暑いからと言って少しは勉強もしなくては…
ということで最近届いた資料からいくつかご紹介。
じっくりと読み込めてはいないのですけどね。

book ひとつはW.Hanegraaf編
"Dictionary of Gnosis and Western Esotericism"全2巻です。
電話帳サイズのグノーシス主義と西洋秘教思想の大事典。
古典古代から現代までの、西洋の秘教のことが網羅されている事典です。
編者のハネグラアフ氏は秘教の歴史的研究をリードするアムステルダム大学の教授で
編集に協力しているのは、フランスのアントワーヌ・フェーヴル教授。
アカデミックな意味では現在もっとも信頼できる事典だといっていいのではないでしょうか。

エソテリシズムとは、本来「秘教」という意味で、一般の人々に明かされている教義(顕教)からは隠されている内面的な真理の教えだということになります。
オカルト主義者やユングの影響を受けた人たちは、「秘教」的なものをなんでもひとつの器にいれてしまってその共通項を取り出し「永遠の哲学」を作り上げようとする癖がありますが(僕もその一人ですね)
しかし、そうした方法論は一歩間違うととても危険です。
それはすぐに、「仏教もイスラムも同じことをいっている。宗教の本質は同じだ。
そして、そのことを理解している私は最も正しい」というドグマ主義になってしまいますから。
実際、そういう危ういカルトが一杯ありますよね。
「みんな同じことをいっている」というのは、一見とても寛容にみえますが
しかし、実はとても排他的でもあるのではないでしょうか。
この本の編者は明瞭に、「内面の真理」こそが宗教の本質であるとみなして
歴史性を無視する方法論を否定し、だからこそあえて「西洋の秘教」という
タイトルを選んでいるのです。こうした慎重な姿勢の地道な研究に基づく参照文献があるからこそ僕たちは安心して、さまざまな話題や材料を手にすることができるようになるわけです。

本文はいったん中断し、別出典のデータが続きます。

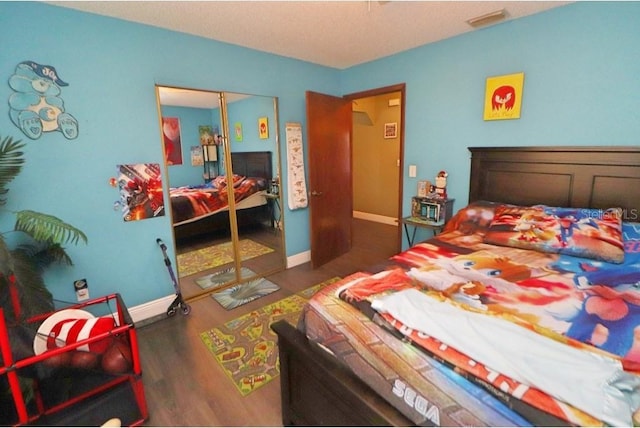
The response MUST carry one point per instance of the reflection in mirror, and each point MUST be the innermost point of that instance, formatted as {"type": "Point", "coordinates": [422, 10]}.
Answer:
{"type": "Point", "coordinates": [253, 142]}
{"type": "Point", "coordinates": [222, 234]}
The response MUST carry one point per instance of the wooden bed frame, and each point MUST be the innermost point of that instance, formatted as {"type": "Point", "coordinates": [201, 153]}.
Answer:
{"type": "Point", "coordinates": [317, 390]}
{"type": "Point", "coordinates": [248, 164]}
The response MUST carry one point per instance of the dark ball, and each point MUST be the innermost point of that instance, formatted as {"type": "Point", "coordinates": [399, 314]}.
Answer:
{"type": "Point", "coordinates": [117, 358]}
{"type": "Point", "coordinates": [84, 360]}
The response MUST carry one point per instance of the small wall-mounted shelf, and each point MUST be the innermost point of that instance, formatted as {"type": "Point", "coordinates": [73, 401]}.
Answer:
{"type": "Point", "coordinates": [210, 157]}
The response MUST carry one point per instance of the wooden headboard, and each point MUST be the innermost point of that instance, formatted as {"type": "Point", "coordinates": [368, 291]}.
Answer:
{"type": "Point", "coordinates": [594, 177]}
{"type": "Point", "coordinates": [252, 164]}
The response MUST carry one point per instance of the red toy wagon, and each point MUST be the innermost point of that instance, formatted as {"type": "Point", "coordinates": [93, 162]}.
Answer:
{"type": "Point", "coordinates": [84, 369]}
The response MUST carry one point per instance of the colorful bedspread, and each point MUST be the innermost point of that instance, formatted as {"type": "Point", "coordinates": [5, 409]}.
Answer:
{"type": "Point", "coordinates": [546, 331]}
{"type": "Point", "coordinates": [192, 203]}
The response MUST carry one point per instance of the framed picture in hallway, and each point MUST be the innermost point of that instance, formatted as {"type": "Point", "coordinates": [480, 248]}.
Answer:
{"type": "Point", "coordinates": [391, 130]}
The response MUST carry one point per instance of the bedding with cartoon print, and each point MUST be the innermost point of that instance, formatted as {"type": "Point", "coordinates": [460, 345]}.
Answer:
{"type": "Point", "coordinates": [551, 335]}
{"type": "Point", "coordinates": [191, 203]}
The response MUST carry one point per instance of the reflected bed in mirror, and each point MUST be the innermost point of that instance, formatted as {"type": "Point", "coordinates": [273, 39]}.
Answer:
{"type": "Point", "coordinates": [203, 223]}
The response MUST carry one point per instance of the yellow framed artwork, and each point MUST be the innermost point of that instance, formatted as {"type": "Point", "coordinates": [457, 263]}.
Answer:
{"type": "Point", "coordinates": [503, 97]}
{"type": "Point", "coordinates": [263, 127]}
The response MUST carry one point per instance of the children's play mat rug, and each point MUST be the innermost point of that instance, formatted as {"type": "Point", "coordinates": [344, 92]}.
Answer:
{"type": "Point", "coordinates": [246, 348]}
{"type": "Point", "coordinates": [217, 255]}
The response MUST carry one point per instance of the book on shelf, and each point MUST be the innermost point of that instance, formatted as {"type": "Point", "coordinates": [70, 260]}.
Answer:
{"type": "Point", "coordinates": [427, 221]}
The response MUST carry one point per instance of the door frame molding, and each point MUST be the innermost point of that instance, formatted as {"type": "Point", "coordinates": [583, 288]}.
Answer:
{"type": "Point", "coordinates": [400, 87]}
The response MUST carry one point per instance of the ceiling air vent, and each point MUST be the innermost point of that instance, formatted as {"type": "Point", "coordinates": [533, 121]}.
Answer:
{"type": "Point", "coordinates": [487, 18]}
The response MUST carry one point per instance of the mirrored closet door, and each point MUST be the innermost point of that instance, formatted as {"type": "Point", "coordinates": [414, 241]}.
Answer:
{"type": "Point", "coordinates": [224, 191]}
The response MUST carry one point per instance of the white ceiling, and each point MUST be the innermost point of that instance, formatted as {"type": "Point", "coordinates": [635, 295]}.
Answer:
{"type": "Point", "coordinates": [337, 34]}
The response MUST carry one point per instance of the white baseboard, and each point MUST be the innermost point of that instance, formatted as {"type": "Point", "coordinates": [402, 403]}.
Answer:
{"type": "Point", "coordinates": [159, 306]}
{"type": "Point", "coordinates": [151, 309]}
{"type": "Point", "coordinates": [376, 217]}
{"type": "Point", "coordinates": [298, 259]}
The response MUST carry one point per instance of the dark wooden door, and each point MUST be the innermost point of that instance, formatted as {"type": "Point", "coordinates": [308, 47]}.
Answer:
{"type": "Point", "coordinates": [330, 186]}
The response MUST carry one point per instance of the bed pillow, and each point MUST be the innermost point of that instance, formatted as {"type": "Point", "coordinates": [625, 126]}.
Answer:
{"type": "Point", "coordinates": [475, 217]}
{"type": "Point", "coordinates": [220, 181]}
{"type": "Point", "coordinates": [580, 232]}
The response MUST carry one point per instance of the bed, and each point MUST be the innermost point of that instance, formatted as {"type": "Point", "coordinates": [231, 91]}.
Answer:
{"type": "Point", "coordinates": [338, 368]}
{"type": "Point", "coordinates": [204, 208]}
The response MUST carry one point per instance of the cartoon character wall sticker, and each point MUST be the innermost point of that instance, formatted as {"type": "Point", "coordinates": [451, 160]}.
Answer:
{"type": "Point", "coordinates": [36, 106]}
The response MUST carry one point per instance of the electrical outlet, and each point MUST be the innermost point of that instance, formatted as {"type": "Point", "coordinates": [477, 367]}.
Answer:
{"type": "Point", "coordinates": [82, 289]}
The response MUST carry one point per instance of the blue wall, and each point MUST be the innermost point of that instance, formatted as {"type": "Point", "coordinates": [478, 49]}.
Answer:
{"type": "Point", "coordinates": [190, 119]}
{"type": "Point", "coordinates": [581, 88]}
{"type": "Point", "coordinates": [112, 67]}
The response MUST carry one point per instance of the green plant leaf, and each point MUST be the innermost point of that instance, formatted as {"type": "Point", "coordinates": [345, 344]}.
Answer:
{"type": "Point", "coordinates": [11, 161]}
{"type": "Point", "coordinates": [47, 228]}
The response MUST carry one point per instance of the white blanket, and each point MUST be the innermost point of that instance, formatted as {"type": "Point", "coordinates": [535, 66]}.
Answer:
{"type": "Point", "coordinates": [591, 382]}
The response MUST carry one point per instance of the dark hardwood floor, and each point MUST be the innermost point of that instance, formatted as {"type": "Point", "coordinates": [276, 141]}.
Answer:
{"type": "Point", "coordinates": [184, 385]}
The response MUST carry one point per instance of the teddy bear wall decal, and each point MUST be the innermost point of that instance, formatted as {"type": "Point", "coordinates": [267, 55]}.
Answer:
{"type": "Point", "coordinates": [36, 106]}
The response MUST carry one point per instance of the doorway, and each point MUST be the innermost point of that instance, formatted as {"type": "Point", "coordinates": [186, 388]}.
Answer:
{"type": "Point", "coordinates": [378, 155]}
{"type": "Point", "coordinates": [331, 163]}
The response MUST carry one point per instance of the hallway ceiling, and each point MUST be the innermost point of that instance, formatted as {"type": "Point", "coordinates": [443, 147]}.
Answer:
{"type": "Point", "coordinates": [337, 34]}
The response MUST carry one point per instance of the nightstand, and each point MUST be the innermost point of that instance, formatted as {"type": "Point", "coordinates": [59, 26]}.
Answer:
{"type": "Point", "coordinates": [427, 213]}
{"type": "Point", "coordinates": [273, 199]}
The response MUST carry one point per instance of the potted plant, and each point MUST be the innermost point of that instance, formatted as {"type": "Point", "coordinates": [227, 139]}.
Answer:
{"type": "Point", "coordinates": [22, 289]}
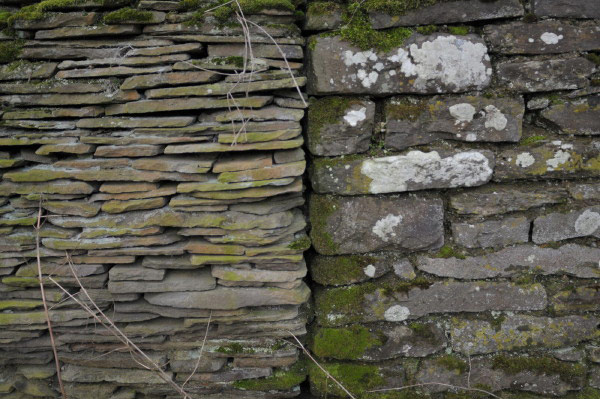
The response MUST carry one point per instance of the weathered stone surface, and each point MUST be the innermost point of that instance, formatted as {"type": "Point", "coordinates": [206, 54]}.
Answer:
{"type": "Point", "coordinates": [412, 121]}
{"type": "Point", "coordinates": [343, 225]}
{"type": "Point", "coordinates": [492, 233]}
{"type": "Point", "coordinates": [174, 281]}
{"type": "Point", "coordinates": [376, 344]}
{"type": "Point", "coordinates": [566, 8]}
{"type": "Point", "coordinates": [177, 104]}
{"type": "Point", "coordinates": [231, 298]}
{"type": "Point", "coordinates": [462, 64]}
{"type": "Point", "coordinates": [340, 125]}
{"type": "Point", "coordinates": [561, 226]}
{"type": "Point", "coordinates": [398, 301]}
{"type": "Point", "coordinates": [518, 332]}
{"type": "Point", "coordinates": [547, 75]}
{"type": "Point", "coordinates": [578, 117]}
{"type": "Point", "coordinates": [86, 31]}
{"type": "Point", "coordinates": [445, 13]}
{"type": "Point", "coordinates": [168, 79]}
{"type": "Point", "coordinates": [570, 259]}
{"type": "Point", "coordinates": [556, 159]}
{"type": "Point", "coordinates": [415, 170]}
{"type": "Point", "coordinates": [493, 200]}
{"type": "Point", "coordinates": [543, 37]}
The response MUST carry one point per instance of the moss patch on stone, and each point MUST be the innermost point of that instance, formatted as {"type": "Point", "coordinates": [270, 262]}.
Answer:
{"type": "Point", "coordinates": [546, 365]}
{"type": "Point", "coordinates": [343, 343]}
{"type": "Point", "coordinates": [127, 14]}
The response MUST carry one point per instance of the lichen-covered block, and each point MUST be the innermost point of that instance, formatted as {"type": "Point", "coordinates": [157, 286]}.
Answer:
{"type": "Point", "coordinates": [413, 121]}
{"type": "Point", "coordinates": [340, 125]}
{"type": "Point", "coordinates": [415, 170]}
{"type": "Point", "coordinates": [437, 63]}
{"type": "Point", "coordinates": [345, 225]}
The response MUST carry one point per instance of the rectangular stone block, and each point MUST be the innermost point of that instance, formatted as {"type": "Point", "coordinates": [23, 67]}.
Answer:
{"type": "Point", "coordinates": [344, 225]}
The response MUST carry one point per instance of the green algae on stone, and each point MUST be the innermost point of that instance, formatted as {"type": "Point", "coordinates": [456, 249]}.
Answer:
{"type": "Point", "coordinates": [343, 343]}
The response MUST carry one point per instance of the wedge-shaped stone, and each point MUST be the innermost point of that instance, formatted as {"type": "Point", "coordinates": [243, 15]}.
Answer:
{"type": "Point", "coordinates": [145, 106]}
{"type": "Point", "coordinates": [26, 71]}
{"type": "Point", "coordinates": [445, 13]}
{"type": "Point", "coordinates": [120, 123]}
{"type": "Point", "coordinates": [87, 31]}
{"type": "Point", "coordinates": [109, 72]}
{"type": "Point", "coordinates": [413, 121]}
{"type": "Point", "coordinates": [197, 164]}
{"type": "Point", "coordinates": [556, 159]}
{"type": "Point", "coordinates": [216, 89]}
{"type": "Point", "coordinates": [543, 37]}
{"type": "Point", "coordinates": [224, 298]}
{"type": "Point", "coordinates": [561, 226]}
{"type": "Point", "coordinates": [382, 302]}
{"type": "Point", "coordinates": [174, 281]}
{"type": "Point", "coordinates": [579, 117]}
{"type": "Point", "coordinates": [168, 79]}
{"type": "Point", "coordinates": [412, 171]}
{"type": "Point", "coordinates": [344, 225]}
{"type": "Point", "coordinates": [528, 76]}
{"type": "Point", "coordinates": [475, 337]}
{"type": "Point", "coordinates": [459, 64]}
{"type": "Point", "coordinates": [49, 113]}
{"type": "Point", "coordinates": [69, 99]}
{"type": "Point", "coordinates": [571, 259]}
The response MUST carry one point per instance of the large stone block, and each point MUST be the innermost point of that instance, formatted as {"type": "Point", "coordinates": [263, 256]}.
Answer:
{"type": "Point", "coordinates": [415, 170]}
{"type": "Point", "coordinates": [345, 225]}
{"type": "Point", "coordinates": [413, 121]}
{"type": "Point", "coordinates": [447, 13]}
{"type": "Point", "coordinates": [424, 64]}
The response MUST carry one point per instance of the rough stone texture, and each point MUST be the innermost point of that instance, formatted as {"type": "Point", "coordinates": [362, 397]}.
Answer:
{"type": "Point", "coordinates": [343, 225]}
{"type": "Point", "coordinates": [337, 67]}
{"type": "Point", "coordinates": [467, 118]}
{"type": "Point", "coordinates": [415, 170]}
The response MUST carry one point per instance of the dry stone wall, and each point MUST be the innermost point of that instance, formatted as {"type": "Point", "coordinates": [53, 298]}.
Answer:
{"type": "Point", "coordinates": [455, 199]}
{"type": "Point", "coordinates": [172, 180]}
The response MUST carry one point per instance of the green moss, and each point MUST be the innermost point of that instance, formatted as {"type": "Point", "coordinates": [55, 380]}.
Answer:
{"type": "Point", "coordinates": [281, 380]}
{"type": "Point", "coordinates": [234, 348]}
{"type": "Point", "coordinates": [452, 362]}
{"type": "Point", "coordinates": [301, 244]}
{"type": "Point", "coordinates": [343, 343]}
{"type": "Point", "coordinates": [321, 207]}
{"type": "Point", "coordinates": [9, 51]}
{"type": "Point", "coordinates": [448, 252]}
{"type": "Point", "coordinates": [459, 30]}
{"type": "Point", "coordinates": [338, 270]}
{"type": "Point", "coordinates": [127, 14]}
{"type": "Point", "coordinates": [541, 365]}
{"type": "Point", "coordinates": [531, 140]}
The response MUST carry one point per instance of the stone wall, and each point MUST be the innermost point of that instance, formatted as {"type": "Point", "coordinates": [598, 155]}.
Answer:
{"type": "Point", "coordinates": [173, 182]}
{"type": "Point", "coordinates": [455, 211]}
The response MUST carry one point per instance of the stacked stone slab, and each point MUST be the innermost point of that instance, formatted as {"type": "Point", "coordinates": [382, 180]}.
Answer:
{"type": "Point", "coordinates": [455, 209]}
{"type": "Point", "coordinates": [170, 182]}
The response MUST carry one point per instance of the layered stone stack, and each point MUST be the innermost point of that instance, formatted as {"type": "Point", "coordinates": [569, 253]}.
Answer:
{"type": "Point", "coordinates": [456, 204]}
{"type": "Point", "coordinates": [167, 165]}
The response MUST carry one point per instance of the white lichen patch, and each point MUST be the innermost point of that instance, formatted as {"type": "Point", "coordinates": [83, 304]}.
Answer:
{"type": "Point", "coordinates": [551, 38]}
{"type": "Point", "coordinates": [396, 313]}
{"type": "Point", "coordinates": [451, 60]}
{"type": "Point", "coordinates": [525, 160]}
{"type": "Point", "coordinates": [494, 118]}
{"type": "Point", "coordinates": [560, 157]}
{"type": "Point", "coordinates": [587, 223]}
{"type": "Point", "coordinates": [384, 228]}
{"type": "Point", "coordinates": [463, 112]}
{"type": "Point", "coordinates": [426, 170]}
{"type": "Point", "coordinates": [370, 271]}
{"type": "Point", "coordinates": [355, 116]}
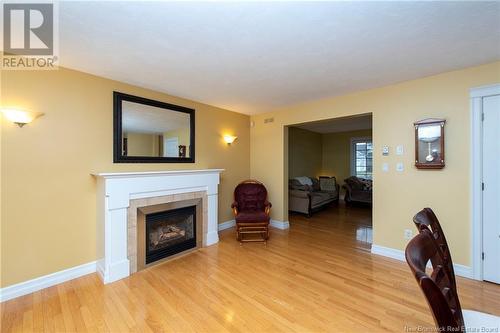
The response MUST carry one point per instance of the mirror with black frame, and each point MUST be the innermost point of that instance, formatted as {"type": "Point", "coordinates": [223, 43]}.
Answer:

しかし、この厚さ、読破することはできないだろうなあ。
でも、必要なところを拾い読みするだけでも、ずっと楽しめるかな。
まずはAstrologyとかGebelinといった項目を読みますか。
なお、こんな分厚いものは部屋にはおいとけない、と思われる方は
フェーブル教授のコンパクトな入門書が邦訳でも出ていますからそちらをどうぞ。
『エゾテリスム思想 西洋隠秘学の系譜』田中義廣訳 文庫クセジュ。
新書サイズで西洋の秘教の系譜を網羅しています。

dvd01 それからDVDで届いたのは
心理占星術の泰斗リズ・グリーンとユング派の「元型的心理学」の創始者ジェイムズ・ヒルマンの共同セミナーの講演録。
この二人には僕は非常に大きな影響を受けています。
グリーンの『占星学』『サターン』やヒルマンの
『魂のコード』を翻訳したのも僕です。

今年の2月に英国のバース大学で行われたもので
僕もぜひ参加したかったのですがどうしてもスケジュールがあわずに断念したものでした。
それがDVDで録音されています。
残念ながら動画はないのですが面白い図版もたくさん収録されています。
心理学と占星術の双方の立場から、「たましい」の領域に
踏み込んでいくレクチャーはとてもスリリングです。
当然、英語ですし、グリーンさんの英語は
とても聞き取りにくいのがつらいところですが
もし興味があれば、取り寄せてもいいでしょう。